Rivers do not drink their own water; trees do not eat their own fruit; the sun does not shine on itself and flowers do not spread their fragrance for themselves. Living for others is a rule of nature. We are all born to help each other. No matter how difficult it is. . . . Life is good when you are happy; but much better when others are happy because of you.

And variants galore.

This has in recent times been widely attributed to Pope Francis, though I have yet to trace a use of it (or any version thereof) back to him.

Meanwhile its opening clauses antedate him by centuries, being unmistakably those of a Sanskrit subhāṣita present in the 14th-century Sūktiratnahāra (Sūkti ratna hāra). They ran in the Sūktiratnahāra as follows:

"Rivers do not drink their water; the trees do not eat [their own] fruits, the cloud never eats crops, [indeed] the lives of the virtuous are for the welfare of others."

This came into the 14th/18th-century Pali Lokanīti as follows:

"Rivers do not drink up their water, nor trees eat up their fruit; rain does not fall in some places only: the wealth of the virtuous is for others."

Source: Ujjwal Kumar, "Lokanīti: method of adaption and new vocabulary," Buddhist studies review 34, no. 1 (2017): 99 and elsewhere.

The Pali proverb in particular, at least, had made its way into the consciousness of English speakers by 1892 at the latest ("Rivers do not drink their own water; trees do not eat their own fruit; neither are clouds stationary anywhere. So also with wealth: it is for the benefit of others"). Indeed, by 1878. For the Burmese Lokanīti was first translated into English by Richard Carnac Temple in that year (Journal of the Asiatic Society of Bengal 47, no. 3 (1878)), and here it is: no. 23 on p. 247 ("The rivers drink not of their own water, neither eat the trees of their own fruit, nor fall the rains in every place: likewise are the riche of the jut man only for an help unto others").

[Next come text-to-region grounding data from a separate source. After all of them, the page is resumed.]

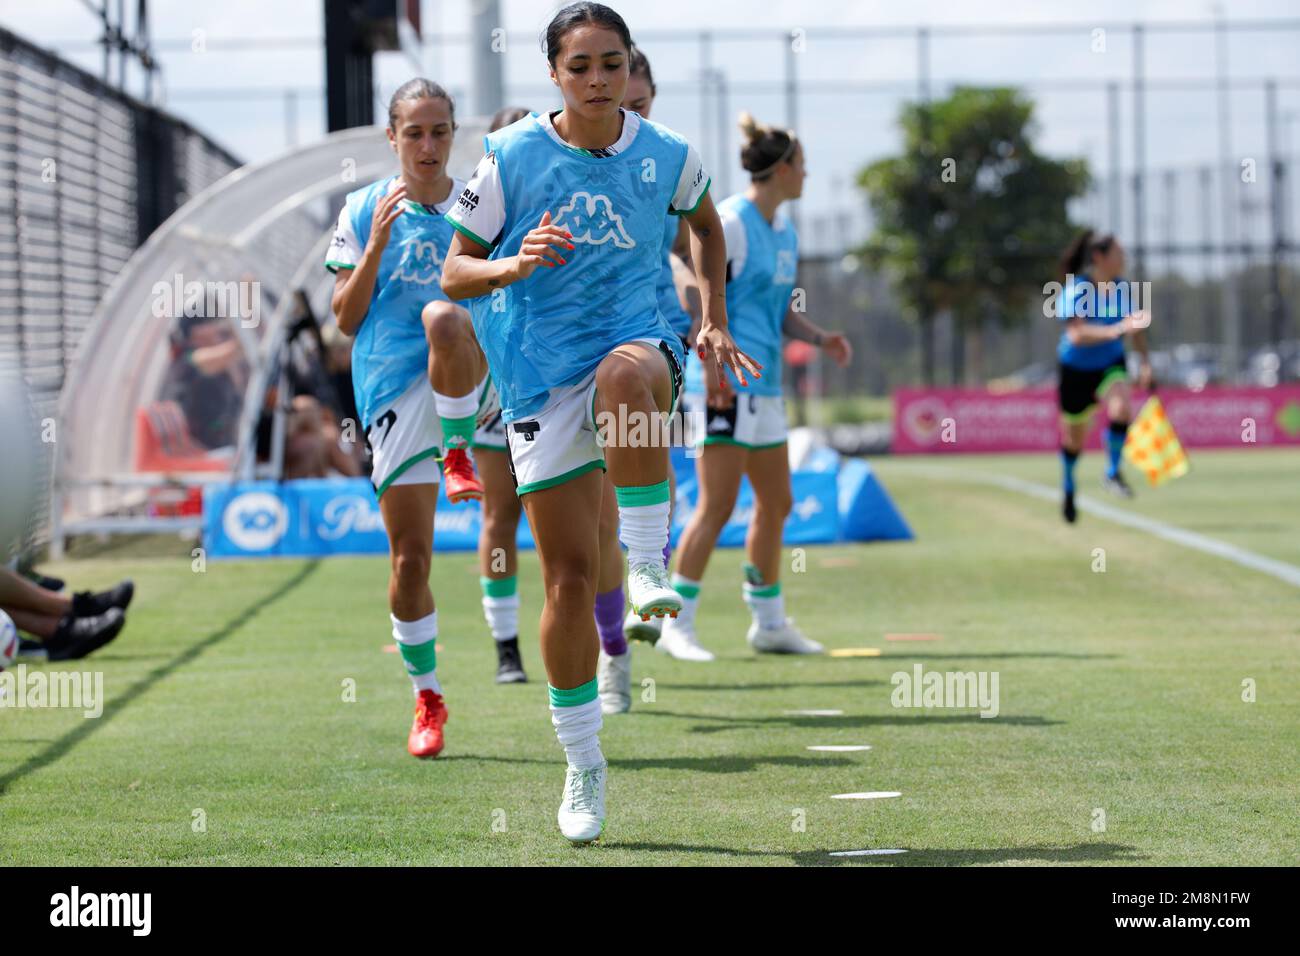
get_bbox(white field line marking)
[784,709,844,716]
[832,791,901,800]
[829,848,908,857]
[807,745,872,752]
[895,465,1300,591]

And then again by James Gray in 1886 (no. 64 (Lokanīti) and no. 139 (Dhammanīti)):

"Rivers do not drink up their water, nor trees eat up their fruit; rain does not fall in some places only: the wealth of the virtuous is for others."

"Rivers do not drink up their water, nor trees eat up their own fruit; rain never eats up corn: the wealth of the righteous is for others."

Undoubtedly the variants on this have been legion. But IF Pope Francis "quoted" and adapted it (filling it out in the manner noted above, perhaps in imitation of someone else), I would be interested in knowing where, for, as I've just said, I have yet to identify a use of it by him. (He has, by the way, been notoriously sloppy on many occasions, and about matters far more serious than quotations.)